Turkish citizens to travel visa-free to EU by 2018, possibly 2017: EU official

DAILY SABAH
ISTANBUL
Published 21.11.2015 23:57
Updated 22.11.2015 15:24
The head of the European Union Delegation to Turkey Hansjörg Haber is speaking in a press conference in Ankara after releasing the EU progress report on Turkey, November 10, 2015. (AA Photo)
The head of the European Union Delegation to Turkey Hansjörg Haber is speaking in a press conference in Ankara after releasing the EU progress report on Turkey, November 10, 2015. (AA Photo)

The head of the European Union Delegation to Turkey, Hansjörg Haber, said a system for visa-free travel between the EU and Turkey is planned to start in 2018. Haber also said that if everything goes well, the plan may see early implementation in 2017.

Commenting on Haber and EU Foreign Ministry Undersecretary Stefano Manservisi's recent visit to the Trabzon Chamber of Commerce and Industry in northeastern Turkey on Nov. 20, chamber head M. Suat Hacısalihoğlu said that the EU's stance on visa-free travel for Turkish citizens looked "promising."

Explaining that the visa-free regime is planned for the end of 2018, Haber stressed the importance of "exchanging information on developments and being in contact."
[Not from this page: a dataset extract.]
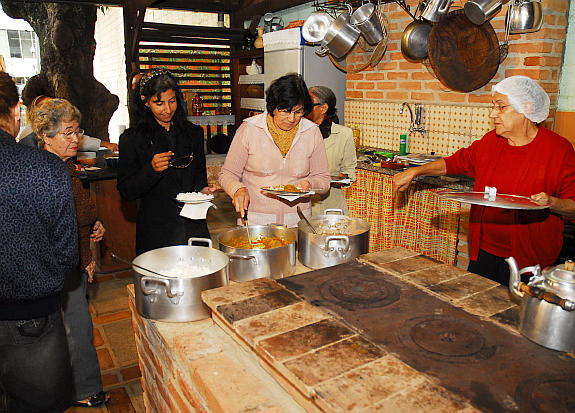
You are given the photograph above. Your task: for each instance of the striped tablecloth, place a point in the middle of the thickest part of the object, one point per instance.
(415, 219)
Noting that the chamber has business development protocols with 35 countries, Hacısalihoğlu said that more and more protocols are being signed with the EU every day. He added that he does not see many obstacles on the path to visa-free travel for Turkish citizens as the continuing relationship between the EU and Turkey was a sign of "integration."

On Nov. 17, European Council President Donald Tusk and European Commission President Jean-Claude Juncker had agreed to speed up the implementation of the visa-free system for Turkish citizens to the Schengen zone.

Commissioner for EU Neighborhood Policy and Enlargement Negotiations Johannes Hahn told Reuters in an interview on Wednesday that the EU seeks a fresh start with Turkey, and said that there is "new momentum in the EU-Turkey relationship."

The EU has offered Ankara 3 billion euros ($3.2 billion) in a financial aid plan to keep some 2.2 million Syrian refugees within its borders in return for quickening EU accession talks and speeding up visa liberalization for Turkey's citizens visiting Europe.

The plan offers 3 billion euros to Ankara in return for systematizing the refugee flows to the EU. According to the plan, Ankara would use the financial support for the care and registration of refugees while EU countries accept a certain number of refugees each year.